I think that gaining an understanding of the versatile uses of avocados is a significant step forward. Educating consumers about the health benefits and various ways to incorporate avocados into their daily lives is crucial. In the United States, people primarily use avocados for guacamole, salad toppings and sandwich fillings, but there are numerous other creative ways to include avocados in their diets. We can draw inspiration from how avocados are used in different countries and cultures, such as in drinks and various recipes beyond just toppings.

The conscious consumer is increasingly interested in the journey of an avocado from farm to plate and its positive impact throughout the supply chain. It’s essential to have open conversations about this, as consumers are genuinely eager to learn more about the journey and how we aim to utilize the entire fruit, minimize waste and address fragmented supply chains.

While consumers may not have been as concerned about these factors a decade or two ago, I believe it will become a more significant focus for them in the future.

What major trends do you anticipate will impact the produce industry over the next five to 10 years?
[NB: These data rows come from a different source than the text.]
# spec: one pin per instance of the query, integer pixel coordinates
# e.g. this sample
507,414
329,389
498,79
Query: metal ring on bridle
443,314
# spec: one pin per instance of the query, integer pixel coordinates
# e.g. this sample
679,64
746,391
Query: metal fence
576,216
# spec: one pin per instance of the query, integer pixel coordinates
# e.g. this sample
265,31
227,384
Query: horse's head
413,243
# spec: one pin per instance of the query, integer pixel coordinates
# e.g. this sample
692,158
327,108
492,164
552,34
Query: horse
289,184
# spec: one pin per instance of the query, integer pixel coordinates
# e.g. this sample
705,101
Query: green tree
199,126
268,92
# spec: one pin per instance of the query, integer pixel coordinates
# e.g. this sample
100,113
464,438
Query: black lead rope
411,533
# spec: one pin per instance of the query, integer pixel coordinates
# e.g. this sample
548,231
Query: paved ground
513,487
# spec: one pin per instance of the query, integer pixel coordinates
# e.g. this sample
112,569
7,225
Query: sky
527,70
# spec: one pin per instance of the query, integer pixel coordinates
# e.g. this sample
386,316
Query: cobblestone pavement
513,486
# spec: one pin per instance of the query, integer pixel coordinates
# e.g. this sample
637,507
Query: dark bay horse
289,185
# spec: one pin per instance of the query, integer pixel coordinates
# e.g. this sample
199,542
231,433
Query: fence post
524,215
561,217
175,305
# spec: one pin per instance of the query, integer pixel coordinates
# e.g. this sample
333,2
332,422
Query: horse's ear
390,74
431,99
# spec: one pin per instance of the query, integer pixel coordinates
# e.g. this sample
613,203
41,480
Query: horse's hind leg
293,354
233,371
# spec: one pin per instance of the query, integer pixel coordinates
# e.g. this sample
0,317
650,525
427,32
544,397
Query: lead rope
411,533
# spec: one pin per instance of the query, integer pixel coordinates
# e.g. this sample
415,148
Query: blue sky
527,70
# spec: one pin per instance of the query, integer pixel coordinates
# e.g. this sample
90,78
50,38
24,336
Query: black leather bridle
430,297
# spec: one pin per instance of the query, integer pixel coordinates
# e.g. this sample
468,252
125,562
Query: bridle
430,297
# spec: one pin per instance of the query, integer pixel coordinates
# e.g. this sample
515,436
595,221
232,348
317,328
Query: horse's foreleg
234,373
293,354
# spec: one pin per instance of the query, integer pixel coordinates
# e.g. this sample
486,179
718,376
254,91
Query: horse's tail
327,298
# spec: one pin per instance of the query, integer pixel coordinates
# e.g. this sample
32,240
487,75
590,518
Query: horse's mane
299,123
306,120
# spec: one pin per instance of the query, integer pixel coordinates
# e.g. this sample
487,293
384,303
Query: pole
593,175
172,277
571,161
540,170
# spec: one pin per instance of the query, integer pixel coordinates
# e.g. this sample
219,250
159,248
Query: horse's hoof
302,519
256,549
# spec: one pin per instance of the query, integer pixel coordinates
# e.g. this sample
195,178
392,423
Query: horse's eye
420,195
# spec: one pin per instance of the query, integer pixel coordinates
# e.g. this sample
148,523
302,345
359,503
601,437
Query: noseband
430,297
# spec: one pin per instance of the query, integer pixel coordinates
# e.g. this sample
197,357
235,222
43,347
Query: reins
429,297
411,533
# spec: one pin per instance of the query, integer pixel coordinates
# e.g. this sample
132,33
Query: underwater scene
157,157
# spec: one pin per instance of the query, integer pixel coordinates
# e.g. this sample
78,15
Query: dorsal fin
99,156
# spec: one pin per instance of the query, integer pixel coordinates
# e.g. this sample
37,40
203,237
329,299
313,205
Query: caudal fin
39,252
I’m a huge proponent of food and nutrition security. We consume a variety of foods daily, and it’s crucial to recognize that not all foods are created equal. One remarkable advantage we have as an industry is our ability to produce these wonderfully healthy fruits and vegetables. Health and wellness are not limited to physical well-being but also encompass mental health. We are privileged to offer products that contribute to overall health and well-being.

Functional foods that help optimize health and wellness for individuals are becoming a growing trend. Discovering innovative ways to incorporate fruits and vegetables, especially avocados, into dishes that transport people to different cultures or allow them to experience new flavors without traveling is something consumers are increasingly seeking.

Also, understanding what they consume, its origin, and the positive impact it has, resonates strongly with conscious consumers. This trend is likely to remain highly relevant.

What excites and worries you most about the future?

I still wake up every day loving what I do. The future of agriculture is full of promise and excitement. While it’s not without its difficulties, as we’ve discussed, it’s highly rewarding to see the impact on families, friends and consumers. Witnessing their appreciation for understanding how their food goes from farm to table is truly remarkable.

We have so much to offer the world in terms of promoting healthy eating and overall wellness. However, what worries me the most is addressing the flaws in our food supply chain. Food waste is a significant concern that we must address. It’s essential to prioritize building equity for our growers and workers in the agricultural supply chain to ensure we can continue to feed and nourish the world.

Sustainability is crucial, especially in this age of increased technological innovation. But we must work together to find solutions to these challenges. I take great pride in Westfalia’s commitment to sustainability; it’s not just lip service but a tangible dedication to making the world a better place. We’ll continue to do our part and encourage others to join us in this mission.